The council asked its Plan Development Team of technicians and fishery scientists to report at the council’s November meeting on the likely results of giving fishermen access to a narrow sliver of the Western Gulf of Maine Closed Area and large parts of Closed Areas One and Two in Georges.
But the step taken last month at the council meeting in Plymouth was considered pivotal — and highly controversial. If the council, NOAA’s regional arm of industry appointees and state officials who debate and recommend policy, takes the definitive step next month, fishermen facing certain reductions in catch limits for the fishing year beginning May 1 would have access to inshore and offshore waters that have not been harvested since the late 1990s.
The closings were made during a regulatory regimen based on effort controls, as advocates of opening them pointed out. They also noted that mortality closures are outdated in the era of hard catch limits, which arrived for the Northeast groundfishery in May 2010 mandated by Congress. The council adapted to the hard catch limits by creating a catch share system which allocated the total allowable catch of each stock to permit holders who chose to join fishing cooperatives known as sectors.

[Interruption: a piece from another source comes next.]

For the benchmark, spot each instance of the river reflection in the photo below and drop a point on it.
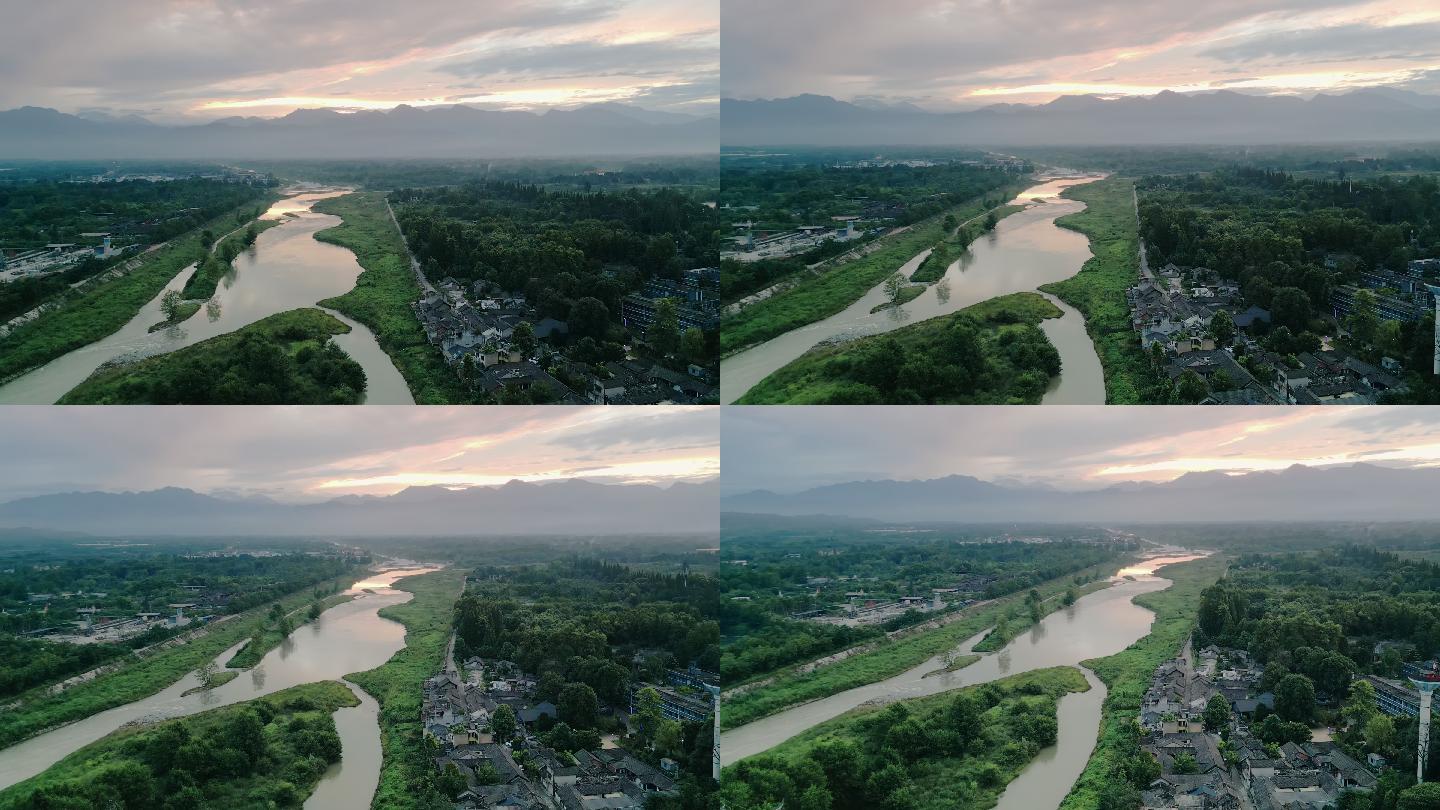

Among those advocating for the opening of closed areas was new NOAA regional administrator John Bullard; he was joined in support by the Gloucester-based Northeast Seafood Coalition, the region’s largest industry group, and the Associated Fisheries of Maine.
There was no clear consensus at the Plymouth meeting on Sept. 27 that produced the directive to the Plan Development Team. But the decision was influenced. according to many councilors, by the decline of the groundfishery into a recognized economic disaster, as officially declared last month by the acting Secretary of Commerce, Rebecca Blank, and a new set or more restrictive catch limits virtually certain for 2013.
The council directive came as a committee strove to finish work on a comprehensive modernization of the Habitat Closures which border the putative opening of the so called “mortality” closed areas.
Peter Shelley, senior counsel at Conservation Law Foundation, said his organization would sue to prevent the opening of the closed areas. Also registering opposition were the groups Earthjustice and The Nature Conservancy. But the Environmental Defense Fund, which played an important role in the decision to create a catch share system for New England, argued conditionally for the opening of the closed areas, if sought by the sectors.
“While that larger important and significant analysis continues, we support the committee’s motion to conditionally consider exemption requests from individual sectors for access to groundfish closures that do not overlap with current (habitat) closures,” said Emilie Litsinger, New England Fisheries project manager for EDF.
“Whether or not access is granted to any sector should be transparent, temporary, and determined based on clear demonstration of the benefits of access in terms of high (catch per unit effort) for healthy stocks and low CPUE of weak stocks,” she added. “We believe that access should also require 100 percent at-sea monitoring to ensure that we are capturing total catch and accounting for all mortality.
Fishery council member David Goethel, a Hampton, N.H., groundfisherman, said mortality closures have had enough time — 16 years — to prove themselves a wellspring for the stocks.
“We should be overflowing with groundfish; instead we have a disaster,” said Goethel, who said the closed areas should be opened.
“When the Northeast groundfish fishery transitioned to hard total allowable catches,” the Northeast Seafood Coalition said in statement, “it was understood the measures that continued to exist under the old mortality controls would be removed. Sectors are now in the third year of operations and very little has been done to remove the artifacts of the old system, other than removing trip limits. Areas fishermen could gain access to (via the request of sectors) are conservative and will not overlap existing habitat areas or new areas being considered under the larger habitat amendment currently under development.”
The Gloucester-based coalition is the region’s largest industry group, and its subsidiary, the Northeast Sector Network, supports 13 of the region’s 17 sectors including all gear types and boats from all the port states.
“We have supported closures, but we at Associated Fisheries of Maine don’t see that they’ve produced,” said Maggie Raymond, the organization’s executive director. “In some way ... we regret supporting it. We have to do something different. The hard TAC (total allowable catch) is the control.
“If not this, then what do we do?” Raymond told the council. “This is an opportunity to bring more fish across the dock.”
Associated Fisheries of Maine is another major trade association of fishing and fishing dependent businesses. Membership includes harvesters, processors, fuel/gear/ice dealers, marine insurers and lenders, and other public and private individuals and businesses with an interest in commercial fishing.
Shelley, representing Conservation Law Foundation, sees otherwise.
“This is a bad idea,” he Shelley. “There is no definition of what the economic emergency is. There is an emergency for some fishing operations, but it’s not everybody.”
Shelley said he was concerned that opening the closed areas without conducting a full environmental impact study was illegal, but he also said he worried that the underlying catch share system insured that, if more fish became accessible, they would end up in the holds of the biggest operators without helping the mom-and-pop fishing boat businesses.